I am now pushing 40 years old real hard, and have begun to question whether or not I am too old for this shit. A young development manager that I know thinks he knows everything. He never used a computer before the web, but thinks he understands quality software. He preaches about it out of one side of his mouth, while simultaneously rewarding those who just slap something together quickly for the sake of adding yet another feature to the software. Never mind they wrote 100% of the code when they could have used 90% that was already written before. Never mind that while the user interface looks pretty, the code behind it is horrible. Never mind they used tools from 10 years ago when newer and better software is available that would have cut the actual time in half, and increased code reuse 10 fold. It works and it looks pretty. That’s what makes a good programmer these days? Not in my book.
It’s as if quality really does not matter any longer, or is measured differently from how I measure it. Real programmers are scarce, though Web Programmers are plentiful. Maybe the best position for me is to develop the tools that others use. Right the real code and let the kids create pretty pictures from it. But then who will be the real programmers of tomorrow? It’s the hardcore guys that make it possible for every other mediocre coder to stay employed. What will happen when the juniors start creating the tools? Will software become even worse than it is today? Is that even possible?

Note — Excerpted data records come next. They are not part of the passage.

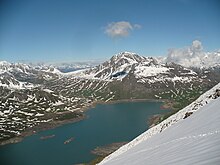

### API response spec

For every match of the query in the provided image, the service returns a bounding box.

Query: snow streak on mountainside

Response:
[70,52,202,83]
[164,40,220,68]
[0,52,220,142]
[100,83,220,165]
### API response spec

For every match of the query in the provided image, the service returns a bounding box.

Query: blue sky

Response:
[0,0,220,62]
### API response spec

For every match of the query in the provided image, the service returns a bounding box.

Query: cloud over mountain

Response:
[165,40,220,68]
[105,21,141,38]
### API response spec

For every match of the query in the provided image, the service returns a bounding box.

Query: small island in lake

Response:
[40,135,55,140]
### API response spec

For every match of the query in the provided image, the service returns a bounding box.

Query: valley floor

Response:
[100,84,220,165]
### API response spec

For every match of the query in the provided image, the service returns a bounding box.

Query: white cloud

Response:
[165,40,220,67]
[105,21,141,38]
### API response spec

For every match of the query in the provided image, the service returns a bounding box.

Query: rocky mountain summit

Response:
[0,52,220,144]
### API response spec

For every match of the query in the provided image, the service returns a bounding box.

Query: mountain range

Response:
[0,52,220,144]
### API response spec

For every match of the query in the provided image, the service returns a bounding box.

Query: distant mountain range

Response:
[0,52,220,144]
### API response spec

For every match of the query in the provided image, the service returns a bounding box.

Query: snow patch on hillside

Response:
[100,83,220,165]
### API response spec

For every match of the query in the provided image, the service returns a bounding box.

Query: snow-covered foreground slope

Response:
[100,83,220,165]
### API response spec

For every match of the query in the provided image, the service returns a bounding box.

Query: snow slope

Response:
[100,83,220,165]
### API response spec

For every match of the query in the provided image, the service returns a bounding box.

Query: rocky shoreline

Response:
[0,113,86,147]
[0,99,171,147]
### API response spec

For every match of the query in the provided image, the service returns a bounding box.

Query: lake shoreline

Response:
[0,99,172,147]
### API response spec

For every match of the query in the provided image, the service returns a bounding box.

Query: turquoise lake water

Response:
[0,101,168,165]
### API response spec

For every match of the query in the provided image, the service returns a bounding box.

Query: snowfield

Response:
[100,83,220,165]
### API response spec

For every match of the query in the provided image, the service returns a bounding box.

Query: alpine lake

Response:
[0,101,169,165]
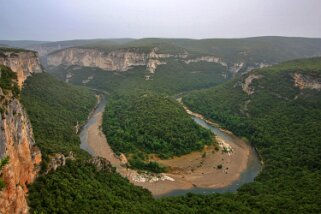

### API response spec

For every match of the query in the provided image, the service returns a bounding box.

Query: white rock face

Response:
[293,73,321,90]
[242,74,262,95]
[0,51,42,87]
[47,48,173,73]
[184,56,221,66]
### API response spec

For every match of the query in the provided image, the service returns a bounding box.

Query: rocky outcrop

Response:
[0,97,41,213]
[0,52,42,213]
[242,74,262,95]
[0,49,42,88]
[88,156,115,172]
[292,73,321,90]
[184,56,221,66]
[47,48,172,73]
[146,59,166,74]
[45,152,75,174]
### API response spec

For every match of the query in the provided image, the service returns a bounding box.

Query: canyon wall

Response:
[0,51,41,213]
[46,47,259,75]
[0,50,42,88]
[47,48,172,73]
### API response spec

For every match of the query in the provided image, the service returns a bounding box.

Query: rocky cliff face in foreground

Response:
[0,49,42,88]
[0,59,41,213]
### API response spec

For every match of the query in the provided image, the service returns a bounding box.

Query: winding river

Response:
[80,95,261,198]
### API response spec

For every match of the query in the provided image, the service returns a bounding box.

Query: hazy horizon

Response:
[0,0,321,41]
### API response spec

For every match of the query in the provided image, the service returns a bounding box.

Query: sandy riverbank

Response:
[85,96,251,196]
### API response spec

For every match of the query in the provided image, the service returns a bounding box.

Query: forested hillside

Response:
[21,73,96,162]
[103,93,215,172]
[23,58,321,213]
[183,58,321,212]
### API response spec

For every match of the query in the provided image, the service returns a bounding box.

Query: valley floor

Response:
[80,95,255,197]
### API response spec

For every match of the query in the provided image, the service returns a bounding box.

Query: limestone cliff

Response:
[293,73,321,90]
[0,60,41,213]
[0,49,42,87]
[47,48,175,73]
[242,74,262,95]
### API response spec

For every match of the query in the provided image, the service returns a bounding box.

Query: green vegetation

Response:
[74,36,321,65]
[0,65,20,97]
[103,93,213,171]
[184,58,321,213]
[29,158,153,213]
[49,60,229,94]
[22,73,95,163]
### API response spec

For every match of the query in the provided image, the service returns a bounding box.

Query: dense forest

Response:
[21,73,96,163]
[49,60,231,95]
[183,58,321,213]
[103,93,214,172]
[27,58,321,213]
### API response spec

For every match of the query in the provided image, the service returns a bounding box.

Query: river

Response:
[80,96,261,198]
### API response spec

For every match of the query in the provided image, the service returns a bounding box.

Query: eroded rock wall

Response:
[0,51,42,88]
[0,98,41,213]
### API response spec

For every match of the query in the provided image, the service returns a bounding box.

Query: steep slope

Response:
[0,65,41,213]
[183,58,321,212]
[0,48,42,88]
[21,73,96,163]
[103,94,215,172]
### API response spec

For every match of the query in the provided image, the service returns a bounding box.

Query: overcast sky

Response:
[0,0,321,40]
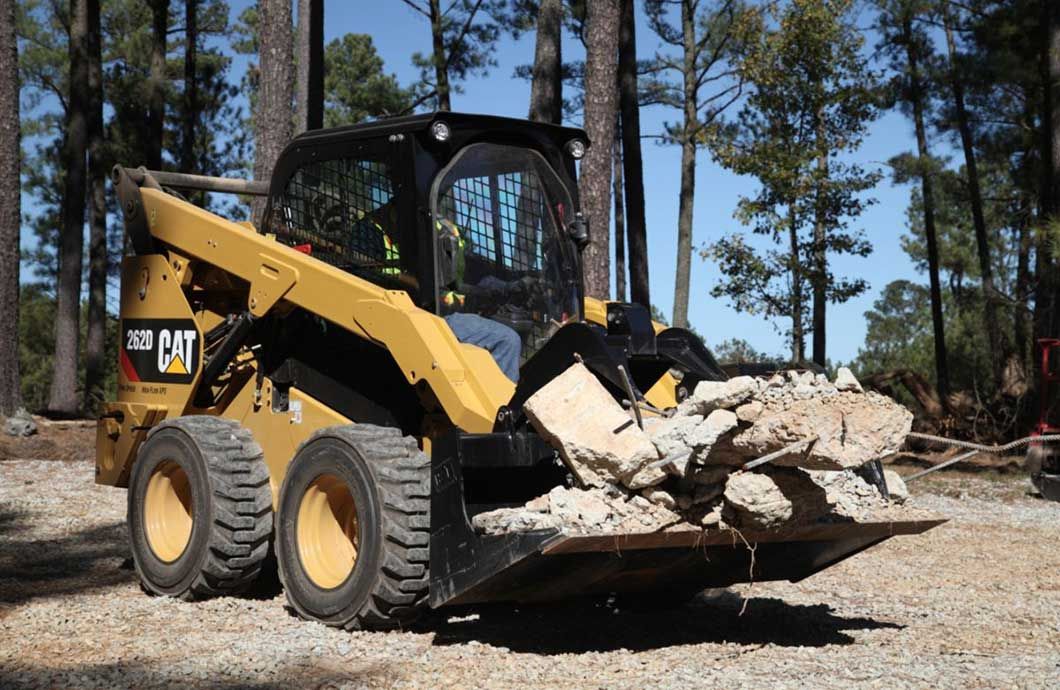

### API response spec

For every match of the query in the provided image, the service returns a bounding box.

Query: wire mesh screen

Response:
[271,158,401,276]
[441,171,547,272]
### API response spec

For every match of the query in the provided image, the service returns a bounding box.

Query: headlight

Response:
[430,122,449,141]
[567,139,585,160]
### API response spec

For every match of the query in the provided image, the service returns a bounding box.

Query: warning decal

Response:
[119,319,201,384]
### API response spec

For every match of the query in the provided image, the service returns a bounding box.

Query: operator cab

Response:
[264,112,587,361]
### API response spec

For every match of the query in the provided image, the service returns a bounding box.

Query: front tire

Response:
[276,424,430,630]
[128,415,272,600]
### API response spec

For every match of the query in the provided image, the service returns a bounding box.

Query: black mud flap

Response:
[429,435,559,608]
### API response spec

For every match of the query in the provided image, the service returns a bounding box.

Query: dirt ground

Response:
[0,425,1060,689]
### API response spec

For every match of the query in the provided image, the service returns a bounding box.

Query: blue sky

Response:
[23,0,942,361]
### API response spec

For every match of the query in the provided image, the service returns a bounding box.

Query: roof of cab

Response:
[292,111,588,145]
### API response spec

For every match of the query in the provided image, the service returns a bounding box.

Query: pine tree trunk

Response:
[618,0,652,308]
[1012,198,1032,369]
[813,117,828,367]
[48,0,89,417]
[295,0,324,134]
[1035,0,1060,338]
[673,2,700,329]
[429,0,453,110]
[788,200,806,364]
[942,3,1005,386]
[0,0,22,417]
[146,0,170,170]
[902,17,950,398]
[579,0,619,299]
[252,0,294,227]
[612,130,625,302]
[84,0,108,411]
[180,0,199,173]
[530,0,563,124]
[1043,0,1060,337]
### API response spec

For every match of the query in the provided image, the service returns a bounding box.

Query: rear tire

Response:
[276,424,430,630]
[128,415,272,600]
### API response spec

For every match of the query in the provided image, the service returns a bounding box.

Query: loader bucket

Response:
[430,434,946,608]
[430,519,946,607]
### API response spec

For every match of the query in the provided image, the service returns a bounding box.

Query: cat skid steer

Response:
[96,112,937,629]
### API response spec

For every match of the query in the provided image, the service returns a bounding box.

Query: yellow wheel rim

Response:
[295,475,360,589]
[143,460,192,563]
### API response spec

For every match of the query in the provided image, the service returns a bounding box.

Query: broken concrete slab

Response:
[676,376,758,415]
[3,407,37,438]
[548,486,613,527]
[723,467,831,528]
[736,400,765,423]
[471,508,563,534]
[708,391,913,470]
[649,414,703,458]
[835,367,864,393]
[883,470,909,503]
[640,488,677,510]
[523,364,661,486]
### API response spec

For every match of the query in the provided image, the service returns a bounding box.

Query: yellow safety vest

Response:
[375,228,401,276]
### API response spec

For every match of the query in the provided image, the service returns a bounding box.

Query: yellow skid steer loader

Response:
[96,112,935,629]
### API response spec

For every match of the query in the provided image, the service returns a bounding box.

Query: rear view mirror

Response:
[567,211,589,251]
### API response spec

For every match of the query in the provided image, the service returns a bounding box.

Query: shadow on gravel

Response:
[0,659,395,690]
[0,509,136,606]
[425,592,904,654]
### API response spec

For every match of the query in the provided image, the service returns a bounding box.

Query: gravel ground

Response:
[0,430,1060,689]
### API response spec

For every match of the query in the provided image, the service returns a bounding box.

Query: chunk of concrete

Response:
[676,376,758,415]
[835,367,864,393]
[625,458,665,491]
[725,391,913,470]
[471,508,563,534]
[3,407,37,437]
[548,486,612,527]
[724,467,830,529]
[883,470,909,503]
[688,465,732,486]
[523,364,658,486]
[640,489,677,510]
[736,400,765,423]
[649,414,703,458]
[652,409,738,477]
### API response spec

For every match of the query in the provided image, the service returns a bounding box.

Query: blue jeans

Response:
[445,314,523,383]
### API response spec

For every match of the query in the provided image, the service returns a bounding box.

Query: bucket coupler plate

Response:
[508,317,727,421]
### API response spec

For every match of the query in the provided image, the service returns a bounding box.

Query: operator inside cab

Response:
[436,218,523,383]
[430,143,581,382]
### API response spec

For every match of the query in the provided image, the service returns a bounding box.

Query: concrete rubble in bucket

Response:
[472,364,913,534]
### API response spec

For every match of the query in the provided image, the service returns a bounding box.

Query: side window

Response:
[270,156,402,282]
[439,170,546,276]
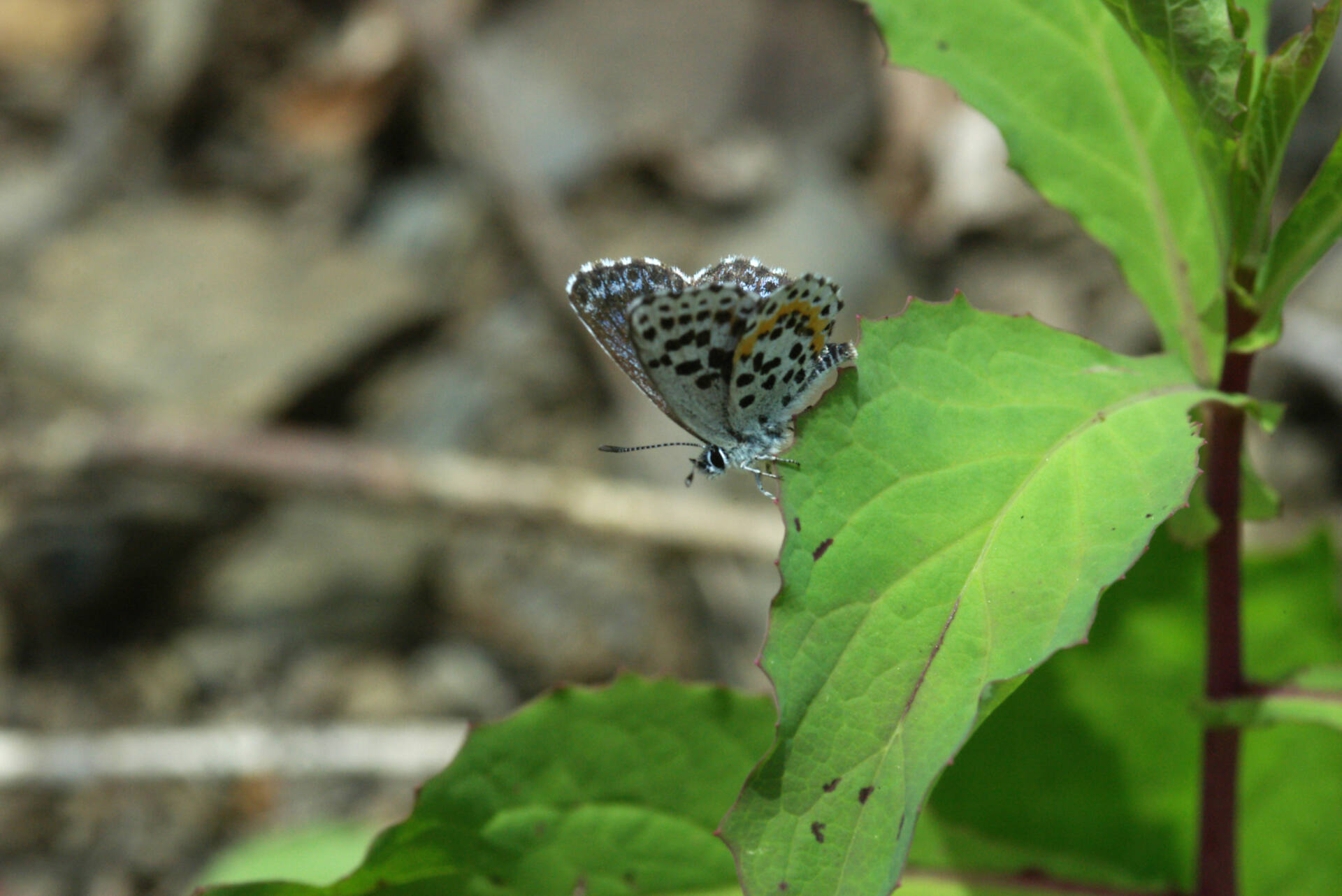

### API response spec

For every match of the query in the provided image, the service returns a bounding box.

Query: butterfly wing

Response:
[728,274,855,432]
[568,259,688,415]
[690,255,792,298]
[629,283,761,445]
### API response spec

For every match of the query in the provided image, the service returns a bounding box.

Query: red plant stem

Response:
[1197,296,1253,896]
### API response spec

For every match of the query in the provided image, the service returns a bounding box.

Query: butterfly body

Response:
[568,256,856,495]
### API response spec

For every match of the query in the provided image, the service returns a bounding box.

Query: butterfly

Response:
[568,256,858,498]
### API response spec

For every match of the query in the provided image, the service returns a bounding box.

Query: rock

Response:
[7,201,423,423]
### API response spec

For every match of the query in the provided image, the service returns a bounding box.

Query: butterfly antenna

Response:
[597,441,703,455]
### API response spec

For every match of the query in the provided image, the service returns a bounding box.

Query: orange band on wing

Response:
[735,301,825,361]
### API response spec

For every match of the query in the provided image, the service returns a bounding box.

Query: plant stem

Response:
[1197,296,1253,896]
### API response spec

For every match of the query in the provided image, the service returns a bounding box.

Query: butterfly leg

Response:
[741,467,780,499]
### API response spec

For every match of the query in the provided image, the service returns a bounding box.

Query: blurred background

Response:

This blog entry is depressing. Maybe I am the old curmudgeon telling the kids to get off my grass, I don’t know. I do know there are some great technologies maturing now that are truly incredible. The .NET platform has grown up and revolutionized how code is written and shared. Even the old school C/C++ programmer in me says, “WOW”! Silverlight is very promising, and has the potential to be the death nail of HTML, CSS and Flash. Apple’s market share is increasing (while their quality is, sadly, going down) and Mac OS X and FireFox keep Microsoft honest. I am excited by Vista’s replacement and hope to see something solid next year. The Linux guys are creating wonderful tools in both the server and desktop arenas.
So I am not sick of software development, only sick of mediocrity. I am sick of programmers that do not take pride in their work, never read the writings of those with much more experience (Code Compete anyone?), don’t separate UI from domain or business logic, think it’s perfectly fine to have SQL sprinkled all through their code, think unit testing is a waste of time, think HTML and CSS are God’s gift to web developers, and think comments in code are useless.
I am sick of not having standards, or having standards that get broken without repercussion, not having time for code reviews, not designing software before you write it, expecting programmers to be designers and their own QA, quantity over quality, and generally writing software without your brain engaged.